Senior citizens can also look into asking their families for help before getting a reverse mortgage. Bryan Hopkins, president of Hopkins Wealth Management, says He also urges soon-to-be retirees to revisit their retirement plans to explore other options.

Source: http://www.forbes.com/

Increasing popularity of payday loans

Filed Under: Loans    by: admin

Pay day loans are the most common types of loans available online. The popularity of pay day loans is increasing at a very faster rate. The main reason for this popularity is the financial support they provide during the emergency. Many a times a regular income is inadequate to meet the urgent money requirement, payday loans serve as a best buddy during such financial crisis. These loans provide the most realistic approach for people who need to resolve a financial commitment within the day.

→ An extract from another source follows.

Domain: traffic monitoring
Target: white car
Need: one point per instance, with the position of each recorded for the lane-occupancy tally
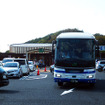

Payday loan online can be applied online as well as on offline basis. However, the increasing use of Internet and the ease of reduced paper work have given a tremendous boost to the online payday loans. There are number of sites providing payday loans online and these money lending websites offers funds within 24 hrs of the application. The repayment period of most of the lenders is 15 days to 1 month. The post dated check is requested while applying for the payday loan and in case of repayment irregularity, the money provided by the lender can be fetched back from borrower through these checks.

The loan amount can be utilized for all your personal and commercial purposes like repairing your house, any rent and bills, any special occasion, repairing of car etc. Payday loans are hassle free in many aspects as only fixed economic charge is associated with it and there are no additional interests to be paid if payments are made in time. Make sure that you read the offers and the terms and conditions on the website if you are applying for online payday loans.